Typosquat naming patterns on PyPI: a taxonomy
Typosquatting is the supply-chain attack where someone registers a package name that's a small variation on a popular real package — requets instead of requests, pillow-image instead of pillow, pyhton-dateutil instead of python-dateutil — and waits for the typos. This post is a taxonomy of the typosquat naming patterns observed on PyPI, with notes on what each pattern looks like and what catches it.
Why PyPI in particular
Every major package registry has a typosquatting problem, but PyPI's profile is distinctive for two reasons.
First, PyPI's namespace is relatively flat. Unlike npm (which has scoped packages, e.g. @org/pkg), PyPI package names are global: anyone who registers requests-typo owns it everywhere. There's no way for the real requests to claim "all near-misses of my name."
Second, the install command and the import statement are decoupled. A developer who runs pip install pyhton-dateutil and then import dateutil will generally get some dateutil working — either the squatted version's stub of the import, or, if the squatter has copied the legitimate package's code, a near-identical experience. The decoupling makes the typo silent until something goes wrong.
The patterns
Across the typosquats reported to PyPI's security team and tracked by independent researchers, a small set of naming patterns recurs.
Single-character transposition
Two adjacent letters swapped: requets for requests, pyhton for python. Common in keyboard-adjacent typos.
Single-character omission or insertion
A letter dropped or added: equests for requests, requestss for requests. Often misses if your typing is slightly off.
Hyphenation variants
PyPI normalizes underscores and hyphens for case-insensitive lookup, but only for the canonical name lookup. Variants like python_dateutil versus python-dateutil and other hyphenation differences are sometimes registrable as separate packages depending on registry rules and timing.

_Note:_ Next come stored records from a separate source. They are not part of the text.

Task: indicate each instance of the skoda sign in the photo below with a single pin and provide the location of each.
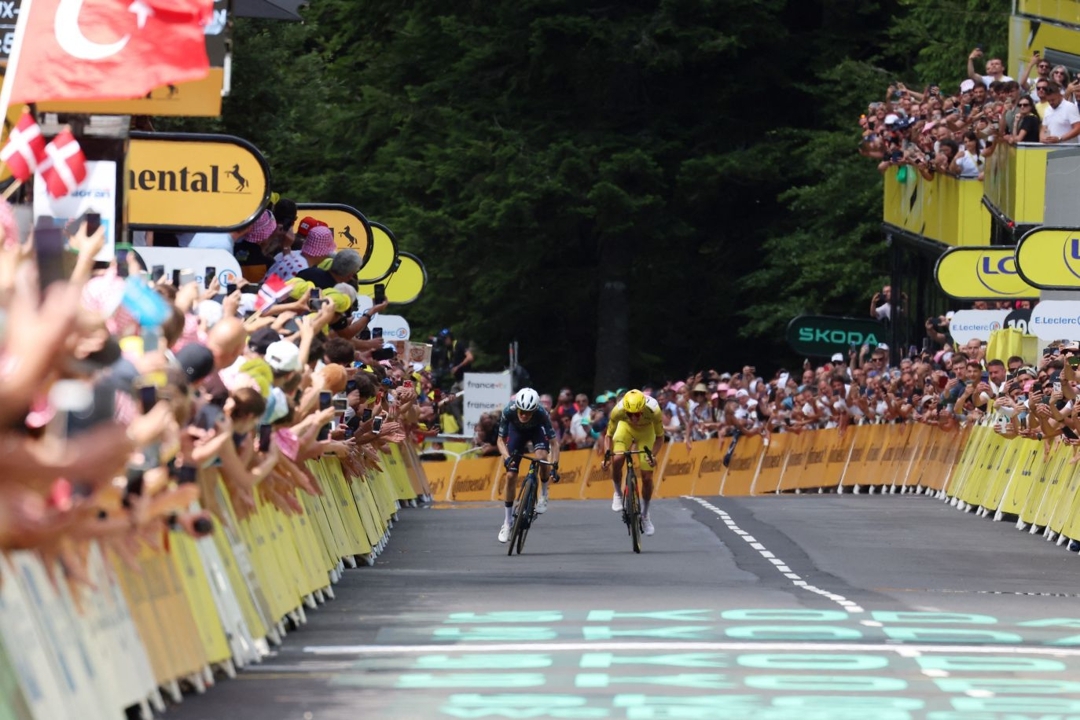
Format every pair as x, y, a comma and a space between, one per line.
822, 336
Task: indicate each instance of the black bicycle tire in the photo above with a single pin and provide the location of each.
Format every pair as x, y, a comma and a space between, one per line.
529, 503
515, 529
635, 516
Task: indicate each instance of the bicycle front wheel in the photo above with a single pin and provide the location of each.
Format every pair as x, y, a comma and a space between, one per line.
634, 513
523, 518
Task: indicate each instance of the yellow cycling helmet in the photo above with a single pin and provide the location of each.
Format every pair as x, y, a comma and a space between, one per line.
634, 402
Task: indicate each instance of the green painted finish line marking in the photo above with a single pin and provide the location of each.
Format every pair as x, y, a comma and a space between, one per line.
907, 650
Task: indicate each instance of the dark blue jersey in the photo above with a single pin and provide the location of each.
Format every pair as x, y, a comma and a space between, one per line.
540, 419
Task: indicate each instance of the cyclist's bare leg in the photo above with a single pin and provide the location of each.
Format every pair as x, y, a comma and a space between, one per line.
646, 490
508, 497
617, 463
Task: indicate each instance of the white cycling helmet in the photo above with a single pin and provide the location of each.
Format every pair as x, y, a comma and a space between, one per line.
527, 399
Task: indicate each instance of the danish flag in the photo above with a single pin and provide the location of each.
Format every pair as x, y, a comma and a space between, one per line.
65, 167
25, 149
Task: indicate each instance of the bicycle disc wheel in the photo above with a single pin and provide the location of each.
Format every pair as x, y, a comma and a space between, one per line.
635, 515
528, 504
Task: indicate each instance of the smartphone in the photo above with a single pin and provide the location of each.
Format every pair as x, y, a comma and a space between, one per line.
151, 339
49, 247
93, 221
147, 397
187, 475
265, 431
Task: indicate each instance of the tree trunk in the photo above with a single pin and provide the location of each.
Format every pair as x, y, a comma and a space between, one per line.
612, 318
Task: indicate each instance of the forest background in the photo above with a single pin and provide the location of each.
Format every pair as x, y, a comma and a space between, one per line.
631, 189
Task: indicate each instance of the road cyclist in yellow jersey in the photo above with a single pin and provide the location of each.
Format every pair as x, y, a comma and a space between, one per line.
635, 420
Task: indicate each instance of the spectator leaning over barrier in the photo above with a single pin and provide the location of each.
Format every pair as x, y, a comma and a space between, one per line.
995, 69
1061, 122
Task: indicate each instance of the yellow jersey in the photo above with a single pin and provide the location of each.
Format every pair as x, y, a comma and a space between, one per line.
651, 416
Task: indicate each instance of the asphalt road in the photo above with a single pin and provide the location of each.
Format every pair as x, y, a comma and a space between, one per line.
810, 607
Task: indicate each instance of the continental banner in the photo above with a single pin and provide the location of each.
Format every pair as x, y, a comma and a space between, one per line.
194, 181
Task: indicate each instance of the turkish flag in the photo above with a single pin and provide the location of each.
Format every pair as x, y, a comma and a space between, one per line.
25, 149
65, 166
105, 50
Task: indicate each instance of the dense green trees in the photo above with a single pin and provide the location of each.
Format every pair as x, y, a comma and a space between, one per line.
631, 189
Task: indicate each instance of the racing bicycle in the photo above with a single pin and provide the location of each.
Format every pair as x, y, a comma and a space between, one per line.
527, 496
632, 500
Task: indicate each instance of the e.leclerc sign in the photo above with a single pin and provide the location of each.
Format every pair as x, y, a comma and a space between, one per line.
823, 336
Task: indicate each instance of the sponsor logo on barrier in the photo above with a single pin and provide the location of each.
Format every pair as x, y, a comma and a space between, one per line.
471, 484
1055, 320
772, 462
710, 466
676, 469
740, 464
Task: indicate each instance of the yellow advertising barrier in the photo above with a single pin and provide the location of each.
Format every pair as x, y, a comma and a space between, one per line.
742, 466
474, 478
772, 465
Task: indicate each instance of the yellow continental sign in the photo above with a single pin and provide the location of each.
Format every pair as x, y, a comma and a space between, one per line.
189, 181
981, 273
383, 255
404, 284
199, 98
350, 228
1050, 258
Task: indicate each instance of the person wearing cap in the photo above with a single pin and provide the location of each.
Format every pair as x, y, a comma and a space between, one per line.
995, 69
318, 245
342, 269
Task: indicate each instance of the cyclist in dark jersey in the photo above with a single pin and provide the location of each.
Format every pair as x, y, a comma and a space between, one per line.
524, 421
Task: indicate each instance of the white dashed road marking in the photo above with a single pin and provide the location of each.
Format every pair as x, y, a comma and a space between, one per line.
780, 565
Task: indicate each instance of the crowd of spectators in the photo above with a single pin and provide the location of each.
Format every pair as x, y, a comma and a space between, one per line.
952, 132
119, 383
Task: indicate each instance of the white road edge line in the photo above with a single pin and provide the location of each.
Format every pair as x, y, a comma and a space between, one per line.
912, 651
780, 565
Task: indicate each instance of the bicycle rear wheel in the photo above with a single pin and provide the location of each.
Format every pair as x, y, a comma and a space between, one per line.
634, 513
524, 515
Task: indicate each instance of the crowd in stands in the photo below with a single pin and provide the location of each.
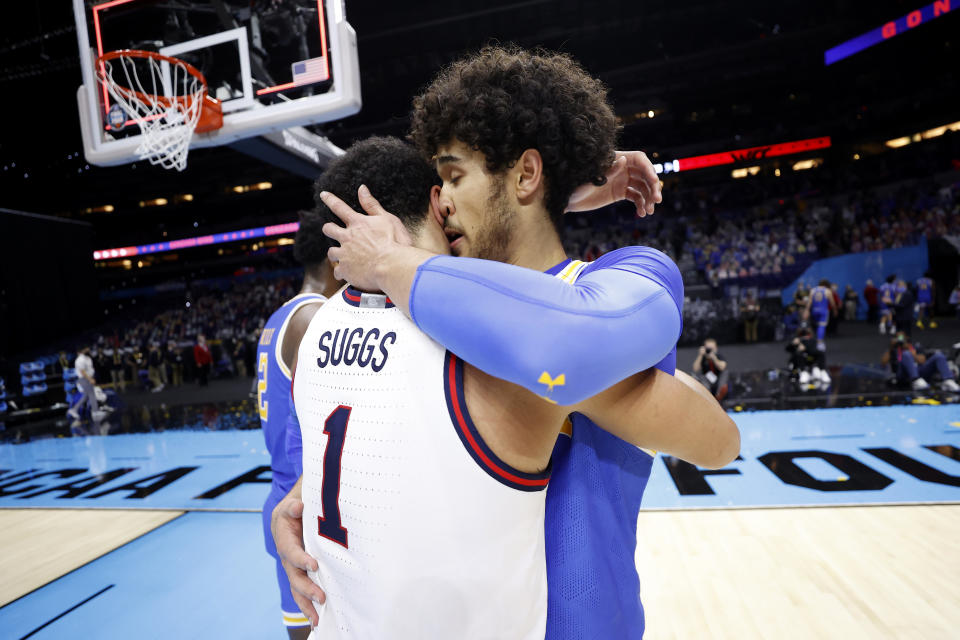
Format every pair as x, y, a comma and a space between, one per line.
213, 333
738, 252
778, 238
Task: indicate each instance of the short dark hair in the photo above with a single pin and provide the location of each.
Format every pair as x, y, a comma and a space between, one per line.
396, 174
504, 100
310, 246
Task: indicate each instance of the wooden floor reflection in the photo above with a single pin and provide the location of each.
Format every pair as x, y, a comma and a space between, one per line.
826, 572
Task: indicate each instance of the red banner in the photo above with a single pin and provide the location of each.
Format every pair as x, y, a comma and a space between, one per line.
753, 154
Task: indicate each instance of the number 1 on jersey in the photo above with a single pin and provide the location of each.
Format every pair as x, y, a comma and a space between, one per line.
335, 428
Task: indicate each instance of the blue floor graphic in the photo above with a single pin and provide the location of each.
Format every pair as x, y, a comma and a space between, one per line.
206, 573
899, 454
200, 575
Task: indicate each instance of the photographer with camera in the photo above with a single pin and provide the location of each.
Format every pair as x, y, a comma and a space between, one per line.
918, 369
711, 370
807, 361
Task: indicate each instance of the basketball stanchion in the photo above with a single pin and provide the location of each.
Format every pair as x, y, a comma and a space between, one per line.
165, 97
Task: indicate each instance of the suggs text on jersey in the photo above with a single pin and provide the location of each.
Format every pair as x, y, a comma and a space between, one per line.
355, 346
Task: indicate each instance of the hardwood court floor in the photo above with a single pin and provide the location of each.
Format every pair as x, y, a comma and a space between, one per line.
812, 573
40, 545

Prefix or suffix insertion
python-requests for requests, requests-python for requests, pillow-image for pillow. The squatter banks on the prefix being plausible — "python-" implies "the Python version of," which is what many developers expect.
Visual lookalikes
Less common on PyPI but observed: substituting visually similar characters (using 0 for o, 1 for l, the cyrillic а for the latin a). PyPI now flags some unicode confusables in package name registration, but historical squats exist.
Maintained-package-name squatting
A package that was abandoned and removed; an attacker re-registers the same name with new, malicious content. The history of the original name lends false credibility to the new package.
Common-typo of multi-word names
Multi-word names produce more typo opportunities. python-dateutil has typos in both halves (pyhton-dateutil, python-dateutill, pythondateutil). Multi-word packages should be aware of their typo surface and consider claiming common variants on the registry.
What gets caught quickly
PyPI's automated systems and security volunteers catch many typosquats within hours of registration. The clearest signals:
- Levenshtein-distance-1 from a top-100 package
- New account, no prior packages, new package in the same week
- Package contents that match a top-package's contents nearly verbatim, with a small added file
These get pulled fast. The squats that linger are the ones that:
- Use less obvious naming patterns (prefix/suffix insertion that looks plausible)
- Sit unmodified for weeks before the malicious version is published
- Resurrect abandoned packages, where the name has organic search history
What you can do as a developer
Read the install command before you run it. This sounds trivial, but it's the highest-yield defense. A second of attention catches single-character typos.
Check the publisher. PyPI shows the user account that uploaded a package. If it's brand-new, that's a signal worth pausing on for a package whose real version has been around for a decade.
Use a vetted allowlist for production. If your CI installs from a curated requirements.txt you maintain (not arbitrarily from pip install ... invocations developers run ad hoc), typosquats cannot land in the production tree.
Cooling-period gates catch first-install windows. A typosquat is a brand-new package on first install. A cooling gate that holds new packages with no community history forces a review before the install runs.
What you can do as a maintainer
Claim near-misses of your package name proactively. PyPI does not require a registered package to have content; you can publish empty placeholder packages claiming the most likely typo variants. Several large maintainers do this for requests, urllib3, and other top-tier packages.
Document the canonical install command prominently. A README with pip install requests (with requests linked to the canonical PyPI page) reduces typo incidence.
Takeaway
Typosquatting on PyPI follows a small set of naming patterns. The registry catches the obvious cases quickly; the long-tail squats remain a real risk. As a consumer, the cheapest defense is attention to install commands; the strongest is a cooling-period gate that turns the first install of an unknown package into a review.